Today’s featured businessperson is Victorian registered chiropractor, Belinda Owen. Owen owns a business called Passion Chiropractic, in Melbourne. She is, of course, a member of the Chiropractors’ Association of Australia.

Owen’s about webpage notes:

She practices gentle techniques such as SOT, Activator, Cranial and is Webster certified. Belinda has a special interest in pregnancy, babies and family health

For  look at the discredited Webster Technique, I highly recommend reading this 2014 article by Dr Mick Vagg.

We find that Owen does indeed have a very special interest in pregnancy and babies. On December 8 2012, Owen posted this photograph of herself adjusting a 3 day old infant in a Melbourne hospital:

Owen 1 hospital baby adjustment redacted

We now know – with several precedents now published – that this activity is in breach of the Chiropractic Board of Australia’s Code of Conduct for Chiropractors. Again, I will include a list of common sections of the CoC, and other pertinent codes and guidelines, in an addendum at the end of this post; this addendum can be easily copypasted for use in complaints to the regulator, AHPRA.

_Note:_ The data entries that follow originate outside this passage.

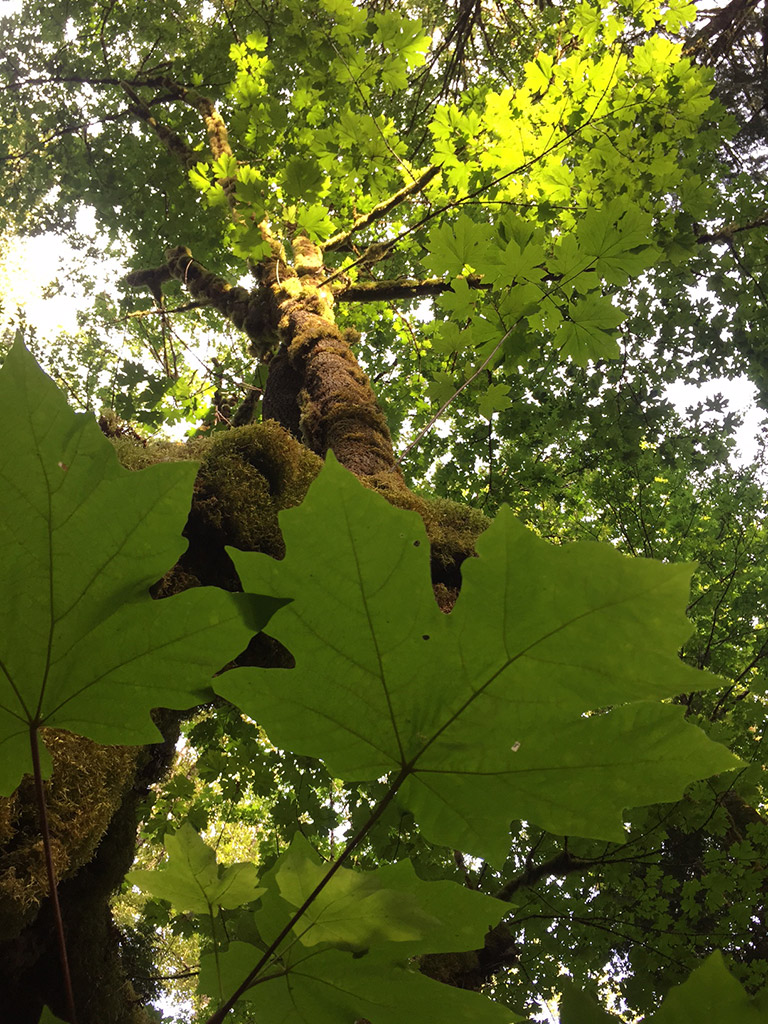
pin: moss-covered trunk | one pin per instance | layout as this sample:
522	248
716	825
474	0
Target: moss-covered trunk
322	400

By Owen’s own admission, on her website’s babies page, we know that this is likely not the only time that the adjustment of a baby has happened in a health care facility. Describing the disreputable chiropractic birth trauma argument, for the adjustment of neonates, Owen notes [my bold]:

Giving birth is an incredible experience. It can also be quite stressful for mum and traumatic for baby. If you think about it, it makes sense…

Even during normal births there is compression and stretching of baby’s delicate spine…

These can all have serious implications on your baby’s spinal and nervous system, and have serious consequences to their development. Therefore, it is very important to have your chiropractor check your baby as early as day one. At Passion Chiropractic in Elwood we have treated many babies on the day they were born.

If you really want to do some swearing at your screen, check out Owen’s entire pregnancy web page. Here is an example:

Chiropractic adjustments during pregnancy help clear the nervous system of interference, ensuring you and your baby are as healthy as possible.

I have kept copies of these two web pages, in case they go missing.

One extra concerning item jumped out from Owen’s babies web page. Embedded is a YouTube video, by Jennifer Barham-Floreani, which is basically a toxins gambit set to music. And this is one of the sources of toxins, according to JBF:

Owen 34 website babies page JBF video so many vaccines

Which brings us to evidence that Owen is an anti-vaccination activist, albeit more quietly in the last few years.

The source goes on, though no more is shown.